As alluded to above, the fact that a Team works on understanding, estimating and forecasting together improves the quality of this work enormously. For example, the practice of doing Planning Poker is not just to get a number, but to constantly increase the shared mental model of the solution. We get a strong focus on working in Teams from Scrum as well.
Building up experience
Being able to predict and estimate with any sort of precision comes with experience of the domain we are in, the tools we use and how the journey has been tackled so far. We also learn about our capability; how much can we accomplish in a Sprint? Some Teams measure their velocity in terms of how many Backlog Items or Story Points (a relative measure of size) can typically be accomplished in a Sprint, this is used for making better predictions. There is no substitute for learning and experience, again the Scrum Framework is an ideal starting point.
- Teams are stable and get to know each other and intuitively understand each other’s reactions.
- Daily Scrums help everybody focus on the near-term Sprint Goal. One goal met is one less to worry about, the uncertainty of “Done” things is zero.
- Retrospectives are there to provide a disciplined reflection and learning event.
- Frequent Sprint Reviews of small batches of solutions reduce the risk of getting seriously off track in relation to stakeholder expectations. In fact, this is one of the major risks often not talked about enough: the risk of delivering something other than what the customer thought he/she asked for.
- A Scrum Master is responsible for making sure everybody sticks to what they committed and agreed to, including improving predictability.
Other Contributions to Predictability
There are other ways in which better predictability can be achieved, here is a couple of less understood ones:
Focusing on the uncertainty of a batch of Backlog Items in a Scrum Sprint instead of the single Items increases predictability because of simple statistical math. The uncertainty of a collection of individual and independent items follows the square root of the sums of squares of variance, which is less than linear. Intuitively it makes sense you win some you lose some, uncertainty evens out to an extent. This is a much more constructive experience for the Scrum Team.
Decomposing into smaller Backlog Items reduces uncertainty. If an item has an estimate of 5 and worst case 13, that will contribute to the variance with (13–5)² = 64. If it is decomposed into two items with estimates 2 and 3 and worst case 5 and 8, the variance is 34. So there is clearly a benefit to breaking it down into smaller Items as Scrum teaches us.
Announce intent. Let people around you know what you are about to do. That gives them the opportunity to suggest an even better course of action, adjust their own way forward or perhaps just have the psychological comfort of knowing a bit more about what is going on.
Waiting, not rushing to conclusions can help manage our error-prone intuition, estimating more than once is a good idea. Making predictions at the “latest responsible moment” to use a Toyota buzzword is great because it helps us counter some of the cognitive bias traps we tend to fall in. Don’t get into details before you have to, another Scrum lesson.

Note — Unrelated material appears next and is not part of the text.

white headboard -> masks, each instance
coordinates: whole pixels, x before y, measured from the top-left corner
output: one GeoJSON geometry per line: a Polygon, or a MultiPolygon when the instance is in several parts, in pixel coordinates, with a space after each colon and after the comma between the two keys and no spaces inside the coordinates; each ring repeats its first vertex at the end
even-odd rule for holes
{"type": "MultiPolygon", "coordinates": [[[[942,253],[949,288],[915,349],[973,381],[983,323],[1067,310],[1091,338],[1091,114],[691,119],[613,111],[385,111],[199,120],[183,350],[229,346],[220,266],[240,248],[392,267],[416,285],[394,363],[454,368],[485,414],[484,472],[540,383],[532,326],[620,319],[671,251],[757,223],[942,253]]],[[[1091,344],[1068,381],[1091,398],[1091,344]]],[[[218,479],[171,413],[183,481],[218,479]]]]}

This is not intended to be an exhaustive treatment of the subject of predictability, but only a couple of appetizers and tools to become a bit better at it; using Scrum enhances predictability. However it is still something the Team has to choose to engage in, the tools bring very little value if they are just drilled exercises.
Therefore the Scrum Teams must understand the value and benefits of predictability both for themselves as active and committed contributors and to the customers they serve.